Publié le 13 Septembre 2012
Avec l’expansion des empires européens en Asie, un intérêt croissant se manifeste pour la création d’un accès plus rapide par l’isthme de Suez, afin de remplacer le long et fastidieux voyage par le cap de Bonne Espérance. L’ingénieur français Ferdinand de Lesseps sera l’instigateur de la construction du canal de Suez, qui sera inauguré en 1869 dans l’enthousiasme général. Au départ, l’Egypte détient 44 % des actions du fond international de financement du canal, mais l’incompétence du Khédive Ismaïl en matière de gestion le contraint à les vendre aux Anglais et aux Français. En 1876, un condominium franco-britannique est créé pour gérer les affaires du Khédive, en 1882 l’Angleterre dépêche une garnison à Alexandrie. L’intense rivalité impériale entre l’Angleterre et la France, ainsi que la nécessité de contrôler l’axe vital du canal, incitent l’Angleterre à resserrer sa mainmise sur l’Egypte, se trouvant désormais réduite au statut de protectorat anglais, le Khédive demande allégeance à l’Angleterre.

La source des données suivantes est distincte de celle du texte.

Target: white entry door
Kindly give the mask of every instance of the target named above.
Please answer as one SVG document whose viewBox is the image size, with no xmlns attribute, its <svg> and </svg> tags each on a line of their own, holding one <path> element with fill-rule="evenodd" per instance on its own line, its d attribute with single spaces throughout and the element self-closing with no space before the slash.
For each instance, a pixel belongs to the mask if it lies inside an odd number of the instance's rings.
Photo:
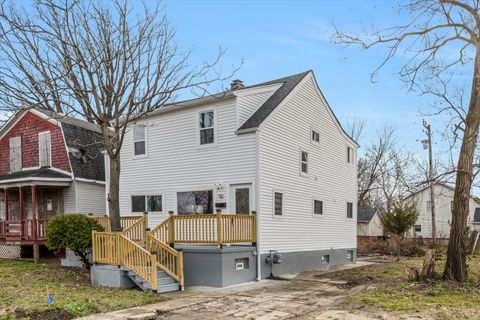
<svg viewBox="0 0 480 320">
<path fill-rule="evenodd" d="M 230 186 L 230 212 L 235 214 L 250 214 L 255 211 L 255 201 L 251 184 Z"/>
</svg>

La forte présence anglais et française dans le pays génère un vif intérêt pour les vestiges des pharaons, amorçant la mise au jour systématique des tombeaux et temples de Gizeh, Memphis, LouXor et autres sites archéologiques Au départ, il ne s’agit guère plus que de fouilles de tombeaux par des aventuriers animés davantage par le plaisir de l’exploration que par la recherche archéologique proprement dite. Mais la création en 1880 de l’Institut d’archéologie marque le début d’une approche plus scientifique.
L’Egypte reçoit officiellement le statut de protectorat en 1914, avant de retrouver son indépendance en 1922, même si l’Angleterre conserve le contrôle de la défense et du canal de Suez.
SA’D ZAGHLUL
Sa’ad Zaghlul (1860 – 1927), qui a donné son nom à nombre de rues et places égyptiennes, devient ministre de l’Education en 1907 et leader du mouvement nationaliste Wafd. Le 13 novembre 1918, au terme de la Première Guerre mondiale, il exige l’abolition du protectorat anglais et l’indépendance totale de l’Egypte, qui sont refusées. La démission de Zaghlul déclenche des émeutes, et il est arrêté et exilé à Malte avec ses principaux partisans. Il revient en Egypte avant d’être déporté de 1921 à 1923, puis il est élu Premier ministre avec une majorité écrasante lors des premières élections égyptiennes de 1924. Il meurt en 1927.
LES PREMIERS ARCHEOLOGUES
Les premiers archéologues européens ne se différenciaient guère des pilleurs de tombeaux qui les avaient précédés, eux aussi beaucoup plus intéressés par les découvertes et le prestige que par la recherche proprement dite. Dans la première moitié eu XIXème siècle, les tombeaux furent pillés, les momies dépouillées des bijoux ensevelis avec elles, les statues exhumées et volées. En 1858 fut créé le service des Antiquité égyptiennes, dirigé par l’égyptologue français Auguste Mariette, après quoi le gouvernement commença à superviser les fouilles, tandis qu’une nouvelle génération de chercheurs prenait la place des chasseurs de trésors.
PILLEURS DE TOMBEAUX
Les antiquités égyptiennes sont toujours l’objet de vols et actes de vandalisme, encouragés par le marché florissant de la contrebande d’œuvres d’art anciennes. Afin de protéger le patrimoine du pays, le département de la Sécurité nationale effectue un recensement des temples et tombeaux au moyen de matériel vidéo sophistiqué et de photographies numériques. Environ 40 000 sites ont été répertoriés avec le centre des Antiquités, mais la gigantesque richesse de l’Egypte en trésors antiques complique considérablement la tâche.